Learning Docker by building an R learning environment
Docker is a technology that makes it very easy to try a piece of software or technology without running into installation problems that you would otherwise run into if you were to install software directly or natively on your system. Docker gives you an environment that you can keep separate from the rest of your computer and use this environment as a playground to try different technologies.
In the post below I describe creating an R environment using RStudio Server with Docker.
If you don't have Docker installed, then get Docker Desktop here. Once installed the instructions below describe setting up RStudio Server.
GET RSTUDIO DOCKER IMAGE
In a terminal invoke the following commands;
docker pull rocker/rstudio
docker images
will list the images you have locally. With the rstudio
image downloaded, you are ready to start RStudio Server.
docker run -d -p 8787:8787 -v $(pwd):/home/rstudio -e PASSWORD=5tr0nG&_passW0rD rocker/rstudio
Flags passed to the docker run
command
docker run
command creates a container from an image. The flags you pass to the command are described below;
-d
is to start a container in detached mode. Setting this will return the terminal prompt back to you after invoking command.
-p
is to map ports between the container and the host machine.
RStudio Server is a web application and makes RStudio available as a web service. A web service is run on a specific port. When running a web service inside a Docker container, it is necessary to map the port from inside the container to a port on the host system. This is done to make the web service that is running inside the container available on the host system. As a result of mapping ports, you will be able to access RStudio via a web browser on your system.
-v
is used to mount a folder on your host to a folder inside the container. With -v $(pwd):/home/rstudio
you are mapping the current folder $(pwd)
to the /home/rstudio
folder inside the container.
Mounting folders allows you to store critical files, code, data on your host system while using a container only for processing.

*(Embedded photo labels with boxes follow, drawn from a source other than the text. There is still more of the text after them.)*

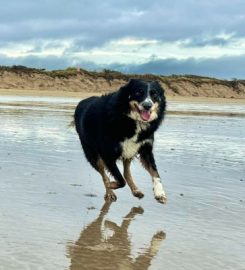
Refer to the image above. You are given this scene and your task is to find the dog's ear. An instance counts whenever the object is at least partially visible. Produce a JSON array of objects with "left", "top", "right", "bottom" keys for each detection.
[{"left": 153, "top": 81, "right": 165, "bottom": 93}]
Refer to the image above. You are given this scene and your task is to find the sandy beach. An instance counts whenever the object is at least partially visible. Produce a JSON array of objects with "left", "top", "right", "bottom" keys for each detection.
[{"left": 0, "top": 94, "right": 245, "bottom": 270}]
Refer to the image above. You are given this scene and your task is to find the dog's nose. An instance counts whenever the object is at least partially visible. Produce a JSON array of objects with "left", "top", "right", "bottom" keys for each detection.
[{"left": 142, "top": 101, "right": 152, "bottom": 111}]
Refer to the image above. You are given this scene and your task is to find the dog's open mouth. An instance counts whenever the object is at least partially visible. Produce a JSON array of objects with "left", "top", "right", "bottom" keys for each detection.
[{"left": 139, "top": 110, "right": 151, "bottom": 121}]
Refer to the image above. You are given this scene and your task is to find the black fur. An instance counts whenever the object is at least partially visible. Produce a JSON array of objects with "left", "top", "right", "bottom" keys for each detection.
[{"left": 74, "top": 79, "right": 166, "bottom": 200}]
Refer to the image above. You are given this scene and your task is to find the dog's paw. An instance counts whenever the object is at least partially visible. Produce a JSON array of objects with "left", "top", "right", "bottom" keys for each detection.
[
  {"left": 104, "top": 191, "right": 117, "bottom": 202},
  {"left": 133, "top": 189, "right": 144, "bottom": 199},
  {"left": 155, "top": 194, "right": 167, "bottom": 204}
]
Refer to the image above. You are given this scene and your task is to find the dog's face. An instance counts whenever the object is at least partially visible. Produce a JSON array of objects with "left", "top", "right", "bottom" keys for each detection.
[{"left": 126, "top": 79, "right": 165, "bottom": 122}]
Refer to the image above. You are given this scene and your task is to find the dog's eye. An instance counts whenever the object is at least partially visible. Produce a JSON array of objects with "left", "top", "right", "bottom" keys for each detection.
[{"left": 150, "top": 90, "right": 158, "bottom": 99}]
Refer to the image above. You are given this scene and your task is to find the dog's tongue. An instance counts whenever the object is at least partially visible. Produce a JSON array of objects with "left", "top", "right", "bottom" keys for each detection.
[{"left": 140, "top": 111, "right": 151, "bottom": 121}]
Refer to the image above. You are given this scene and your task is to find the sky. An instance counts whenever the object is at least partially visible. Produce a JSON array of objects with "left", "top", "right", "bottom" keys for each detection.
[{"left": 0, "top": 0, "right": 245, "bottom": 79}]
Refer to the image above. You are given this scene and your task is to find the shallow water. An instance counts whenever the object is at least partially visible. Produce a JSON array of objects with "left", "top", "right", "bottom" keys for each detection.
[{"left": 0, "top": 99, "right": 245, "bottom": 270}]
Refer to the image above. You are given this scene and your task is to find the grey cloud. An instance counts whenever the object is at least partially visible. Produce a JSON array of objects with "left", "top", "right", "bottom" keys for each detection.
[
  {"left": 110, "top": 55, "right": 245, "bottom": 79},
  {"left": 0, "top": 0, "right": 245, "bottom": 46},
  {"left": 183, "top": 37, "right": 232, "bottom": 47}
]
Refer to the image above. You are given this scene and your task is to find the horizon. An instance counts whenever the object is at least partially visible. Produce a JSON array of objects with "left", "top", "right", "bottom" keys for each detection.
[{"left": 0, "top": 0, "right": 245, "bottom": 80}]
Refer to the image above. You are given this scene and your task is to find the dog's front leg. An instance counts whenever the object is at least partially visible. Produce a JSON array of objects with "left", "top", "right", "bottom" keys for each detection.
[
  {"left": 103, "top": 158, "right": 126, "bottom": 189},
  {"left": 139, "top": 143, "right": 167, "bottom": 203},
  {"left": 123, "top": 159, "right": 144, "bottom": 199}
]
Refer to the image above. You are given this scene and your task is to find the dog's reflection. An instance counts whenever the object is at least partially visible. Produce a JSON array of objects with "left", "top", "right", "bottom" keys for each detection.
[{"left": 68, "top": 202, "right": 165, "bottom": 270}]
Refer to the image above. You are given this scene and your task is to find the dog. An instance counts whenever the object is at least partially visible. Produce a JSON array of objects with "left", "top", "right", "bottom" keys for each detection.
[{"left": 74, "top": 79, "right": 167, "bottom": 203}]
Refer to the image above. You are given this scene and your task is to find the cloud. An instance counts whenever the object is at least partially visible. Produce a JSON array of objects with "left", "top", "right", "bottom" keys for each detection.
[
  {"left": 0, "top": 0, "right": 245, "bottom": 77},
  {"left": 110, "top": 54, "right": 245, "bottom": 79}
]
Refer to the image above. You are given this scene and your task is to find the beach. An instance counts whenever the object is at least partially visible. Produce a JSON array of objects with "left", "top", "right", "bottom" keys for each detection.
[{"left": 0, "top": 94, "right": 245, "bottom": 270}]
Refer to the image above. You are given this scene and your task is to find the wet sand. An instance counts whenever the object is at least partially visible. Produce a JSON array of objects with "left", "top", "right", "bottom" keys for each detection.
[{"left": 0, "top": 97, "right": 245, "bottom": 270}]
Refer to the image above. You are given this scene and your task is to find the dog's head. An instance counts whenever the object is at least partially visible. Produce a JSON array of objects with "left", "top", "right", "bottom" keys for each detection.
[{"left": 119, "top": 79, "right": 165, "bottom": 122}]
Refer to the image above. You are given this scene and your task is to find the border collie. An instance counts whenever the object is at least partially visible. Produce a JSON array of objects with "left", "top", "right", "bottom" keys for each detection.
[{"left": 74, "top": 79, "right": 167, "bottom": 203}]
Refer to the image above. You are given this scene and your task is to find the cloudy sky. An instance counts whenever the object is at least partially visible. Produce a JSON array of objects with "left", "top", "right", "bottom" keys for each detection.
[{"left": 0, "top": 0, "right": 245, "bottom": 79}]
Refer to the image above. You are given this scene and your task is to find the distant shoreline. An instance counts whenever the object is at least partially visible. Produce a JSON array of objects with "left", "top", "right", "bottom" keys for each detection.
[
  {"left": 0, "top": 89, "right": 245, "bottom": 104},
  {"left": 0, "top": 66, "right": 245, "bottom": 100}
]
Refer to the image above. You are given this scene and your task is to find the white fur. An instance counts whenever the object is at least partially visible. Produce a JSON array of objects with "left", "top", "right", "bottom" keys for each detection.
[
  {"left": 153, "top": 177, "right": 166, "bottom": 197},
  {"left": 121, "top": 123, "right": 151, "bottom": 159}
]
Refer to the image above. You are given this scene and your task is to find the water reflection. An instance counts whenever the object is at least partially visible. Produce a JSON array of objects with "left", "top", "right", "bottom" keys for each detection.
[{"left": 68, "top": 202, "right": 166, "bottom": 270}]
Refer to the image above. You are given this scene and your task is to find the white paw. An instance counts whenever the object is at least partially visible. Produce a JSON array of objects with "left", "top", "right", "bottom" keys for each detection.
[{"left": 153, "top": 177, "right": 167, "bottom": 203}]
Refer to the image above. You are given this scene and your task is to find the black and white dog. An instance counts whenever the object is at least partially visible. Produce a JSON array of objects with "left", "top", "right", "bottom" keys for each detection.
[{"left": 74, "top": 79, "right": 166, "bottom": 203}]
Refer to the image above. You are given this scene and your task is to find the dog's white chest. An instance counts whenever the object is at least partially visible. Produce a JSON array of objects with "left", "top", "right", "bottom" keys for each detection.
[
  {"left": 121, "top": 125, "right": 149, "bottom": 159},
  {"left": 121, "top": 134, "right": 142, "bottom": 159}
]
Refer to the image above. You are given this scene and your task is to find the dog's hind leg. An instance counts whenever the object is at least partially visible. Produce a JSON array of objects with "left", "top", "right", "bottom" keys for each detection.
[
  {"left": 82, "top": 143, "right": 117, "bottom": 201},
  {"left": 95, "top": 158, "right": 117, "bottom": 202},
  {"left": 123, "top": 159, "right": 144, "bottom": 199},
  {"left": 139, "top": 143, "right": 167, "bottom": 203}
]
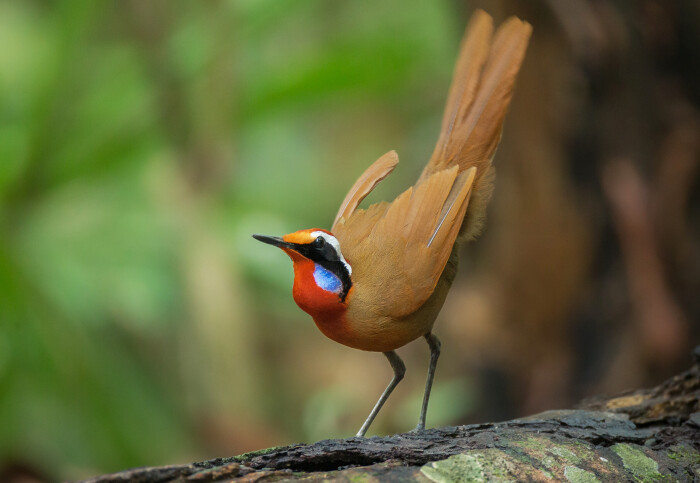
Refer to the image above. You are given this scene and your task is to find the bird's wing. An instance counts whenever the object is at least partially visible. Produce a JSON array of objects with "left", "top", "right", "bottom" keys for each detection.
[
  {"left": 333, "top": 166, "right": 476, "bottom": 318},
  {"left": 331, "top": 151, "right": 399, "bottom": 231}
]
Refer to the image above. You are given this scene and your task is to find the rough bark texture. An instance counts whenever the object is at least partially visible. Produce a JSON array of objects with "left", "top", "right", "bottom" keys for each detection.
[{"left": 83, "top": 347, "right": 700, "bottom": 483}]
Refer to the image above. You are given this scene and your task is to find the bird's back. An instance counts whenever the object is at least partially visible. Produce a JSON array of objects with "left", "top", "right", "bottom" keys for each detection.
[{"left": 322, "top": 11, "right": 531, "bottom": 351}]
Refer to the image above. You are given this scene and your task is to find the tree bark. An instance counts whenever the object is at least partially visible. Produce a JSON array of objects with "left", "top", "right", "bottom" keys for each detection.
[{"left": 80, "top": 347, "right": 700, "bottom": 483}]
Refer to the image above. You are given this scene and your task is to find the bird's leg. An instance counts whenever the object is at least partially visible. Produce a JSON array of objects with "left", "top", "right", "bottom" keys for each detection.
[
  {"left": 357, "top": 351, "right": 406, "bottom": 437},
  {"left": 415, "top": 332, "right": 441, "bottom": 431}
]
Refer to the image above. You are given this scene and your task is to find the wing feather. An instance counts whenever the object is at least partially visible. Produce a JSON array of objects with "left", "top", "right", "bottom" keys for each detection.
[{"left": 331, "top": 151, "right": 399, "bottom": 231}]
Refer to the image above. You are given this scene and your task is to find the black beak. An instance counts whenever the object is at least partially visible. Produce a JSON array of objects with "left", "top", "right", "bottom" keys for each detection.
[{"left": 253, "top": 235, "right": 295, "bottom": 249}]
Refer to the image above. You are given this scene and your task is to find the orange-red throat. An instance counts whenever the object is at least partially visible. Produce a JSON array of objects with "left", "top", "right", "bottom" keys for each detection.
[{"left": 253, "top": 228, "right": 352, "bottom": 322}]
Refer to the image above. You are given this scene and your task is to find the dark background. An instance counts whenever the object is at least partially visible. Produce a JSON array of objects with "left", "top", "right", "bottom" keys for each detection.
[{"left": 0, "top": 0, "right": 700, "bottom": 481}]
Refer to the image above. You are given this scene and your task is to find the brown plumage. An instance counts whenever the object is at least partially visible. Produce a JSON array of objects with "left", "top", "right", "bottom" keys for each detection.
[{"left": 255, "top": 11, "right": 531, "bottom": 435}]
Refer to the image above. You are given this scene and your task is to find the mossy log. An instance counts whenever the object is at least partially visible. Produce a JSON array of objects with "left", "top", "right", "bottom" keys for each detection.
[{"left": 83, "top": 347, "right": 700, "bottom": 483}]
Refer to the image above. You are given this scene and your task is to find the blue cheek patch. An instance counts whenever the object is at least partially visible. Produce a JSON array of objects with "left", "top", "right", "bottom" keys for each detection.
[{"left": 314, "top": 264, "right": 343, "bottom": 294}]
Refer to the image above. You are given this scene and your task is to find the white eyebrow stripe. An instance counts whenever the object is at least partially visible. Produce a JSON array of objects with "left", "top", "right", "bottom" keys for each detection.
[{"left": 311, "top": 231, "right": 352, "bottom": 275}]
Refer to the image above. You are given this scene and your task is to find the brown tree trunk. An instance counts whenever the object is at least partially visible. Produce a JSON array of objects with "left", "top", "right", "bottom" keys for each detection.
[{"left": 83, "top": 347, "right": 700, "bottom": 483}]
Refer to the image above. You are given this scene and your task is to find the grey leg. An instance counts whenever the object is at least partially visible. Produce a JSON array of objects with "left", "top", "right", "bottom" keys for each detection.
[
  {"left": 416, "top": 332, "right": 441, "bottom": 431},
  {"left": 357, "top": 351, "right": 406, "bottom": 437}
]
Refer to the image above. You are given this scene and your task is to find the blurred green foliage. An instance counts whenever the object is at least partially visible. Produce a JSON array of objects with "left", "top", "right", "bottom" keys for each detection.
[{"left": 0, "top": 0, "right": 470, "bottom": 478}]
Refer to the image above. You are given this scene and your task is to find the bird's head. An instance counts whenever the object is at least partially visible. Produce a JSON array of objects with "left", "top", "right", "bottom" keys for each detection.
[{"left": 253, "top": 228, "right": 352, "bottom": 317}]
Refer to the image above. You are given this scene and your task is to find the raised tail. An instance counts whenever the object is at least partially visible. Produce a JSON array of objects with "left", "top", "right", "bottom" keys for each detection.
[{"left": 418, "top": 10, "right": 532, "bottom": 239}]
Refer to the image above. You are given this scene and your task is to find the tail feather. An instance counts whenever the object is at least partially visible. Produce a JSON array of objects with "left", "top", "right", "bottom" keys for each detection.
[{"left": 418, "top": 10, "right": 532, "bottom": 239}]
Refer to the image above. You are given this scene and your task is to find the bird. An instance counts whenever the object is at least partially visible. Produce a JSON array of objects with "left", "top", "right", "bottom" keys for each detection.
[{"left": 253, "top": 10, "right": 532, "bottom": 437}]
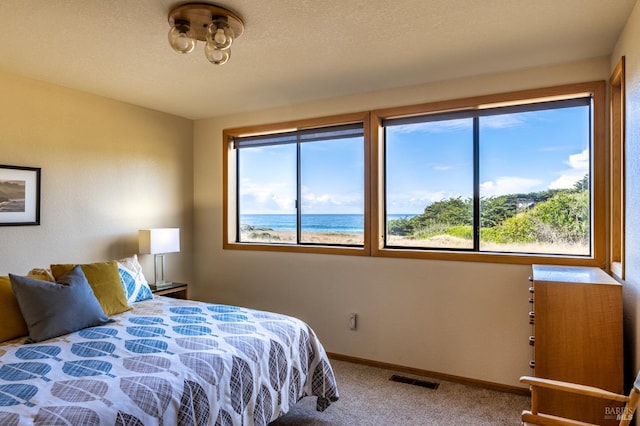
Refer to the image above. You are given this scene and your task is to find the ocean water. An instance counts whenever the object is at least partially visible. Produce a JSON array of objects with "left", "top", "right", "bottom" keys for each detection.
[{"left": 240, "top": 214, "right": 415, "bottom": 234}]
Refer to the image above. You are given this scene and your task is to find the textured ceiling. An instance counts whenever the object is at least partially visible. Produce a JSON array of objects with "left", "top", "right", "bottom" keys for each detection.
[{"left": 0, "top": 0, "right": 636, "bottom": 119}]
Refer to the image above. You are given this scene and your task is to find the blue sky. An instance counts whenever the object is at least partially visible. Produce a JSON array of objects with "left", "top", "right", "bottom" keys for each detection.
[{"left": 240, "top": 107, "right": 589, "bottom": 214}]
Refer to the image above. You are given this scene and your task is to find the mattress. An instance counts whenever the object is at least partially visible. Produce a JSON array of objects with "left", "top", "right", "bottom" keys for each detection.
[{"left": 0, "top": 296, "right": 338, "bottom": 426}]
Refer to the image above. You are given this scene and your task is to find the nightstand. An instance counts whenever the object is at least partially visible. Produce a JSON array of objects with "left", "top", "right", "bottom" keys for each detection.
[{"left": 149, "top": 283, "right": 188, "bottom": 299}]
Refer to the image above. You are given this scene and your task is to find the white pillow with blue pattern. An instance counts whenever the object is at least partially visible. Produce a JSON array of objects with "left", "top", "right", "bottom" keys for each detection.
[{"left": 118, "top": 254, "right": 153, "bottom": 303}]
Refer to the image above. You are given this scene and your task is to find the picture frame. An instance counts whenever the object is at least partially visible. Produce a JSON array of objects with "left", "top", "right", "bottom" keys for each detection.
[{"left": 0, "top": 165, "right": 41, "bottom": 226}]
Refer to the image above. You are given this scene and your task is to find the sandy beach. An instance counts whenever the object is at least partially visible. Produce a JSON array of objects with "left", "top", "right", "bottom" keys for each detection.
[{"left": 241, "top": 230, "right": 589, "bottom": 255}]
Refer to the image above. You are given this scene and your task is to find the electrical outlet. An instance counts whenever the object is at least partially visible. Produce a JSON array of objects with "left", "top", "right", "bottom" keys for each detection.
[{"left": 349, "top": 313, "right": 358, "bottom": 330}]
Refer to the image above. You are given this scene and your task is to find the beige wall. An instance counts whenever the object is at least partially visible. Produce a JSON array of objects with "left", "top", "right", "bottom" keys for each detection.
[
  {"left": 191, "top": 58, "right": 609, "bottom": 386},
  {"left": 610, "top": 3, "right": 640, "bottom": 382},
  {"left": 0, "top": 73, "right": 193, "bottom": 282}
]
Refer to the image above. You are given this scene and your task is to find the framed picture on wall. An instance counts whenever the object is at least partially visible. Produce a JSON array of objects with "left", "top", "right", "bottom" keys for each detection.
[{"left": 0, "top": 165, "right": 40, "bottom": 226}]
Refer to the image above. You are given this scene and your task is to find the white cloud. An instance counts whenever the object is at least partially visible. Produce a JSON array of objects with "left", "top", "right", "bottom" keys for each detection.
[
  {"left": 240, "top": 179, "right": 295, "bottom": 214},
  {"left": 302, "top": 186, "right": 364, "bottom": 214},
  {"left": 480, "top": 176, "right": 542, "bottom": 197},
  {"left": 387, "top": 190, "right": 450, "bottom": 214},
  {"left": 480, "top": 114, "right": 526, "bottom": 129},
  {"left": 549, "top": 149, "right": 590, "bottom": 189}
]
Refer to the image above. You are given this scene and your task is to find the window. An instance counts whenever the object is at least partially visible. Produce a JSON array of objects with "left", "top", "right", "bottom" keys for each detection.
[
  {"left": 222, "top": 111, "right": 367, "bottom": 255},
  {"left": 609, "top": 56, "right": 625, "bottom": 279},
  {"left": 223, "top": 81, "right": 609, "bottom": 267},
  {"left": 373, "top": 82, "right": 606, "bottom": 265}
]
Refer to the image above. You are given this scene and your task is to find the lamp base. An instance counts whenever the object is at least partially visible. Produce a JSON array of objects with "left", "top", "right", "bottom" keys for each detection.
[{"left": 149, "top": 281, "right": 173, "bottom": 290}]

A word of caution here. You can easily delete files inside the host systems' folder as a result of your actions inside the container. Please exercise caution when deleting files inside the container.
-e
allows you to set environment variables in the container. With -e PASSWORD=5tr0nG&_passW0rD#
we are creating a global variable PASSWORD
inside the container and giving it 5tr0nG&_passW0rD#
as the value. The PASSWORD
environment variable is necessary because RStudio Server expects it and will error out if it is not set.
Finally, in the docker run
command, after the flags have been set ypu specify the image name in this case rocker/rstudio
.
You now have RStudio Server running inside a container and available to you on the host. Open up a browser and type localhost:8787
in the address bar. Login with rstudio
as the username and the password you set in the environment variable.
CUSTOME DOCKER IMAGE
What we did earlier was to download a pre-built image. These images are contributed by people who have written a Dockerfile (recipe for building up the image), developed the actual image from the Dockerfile and then submitted it to Docker Hub for distribution.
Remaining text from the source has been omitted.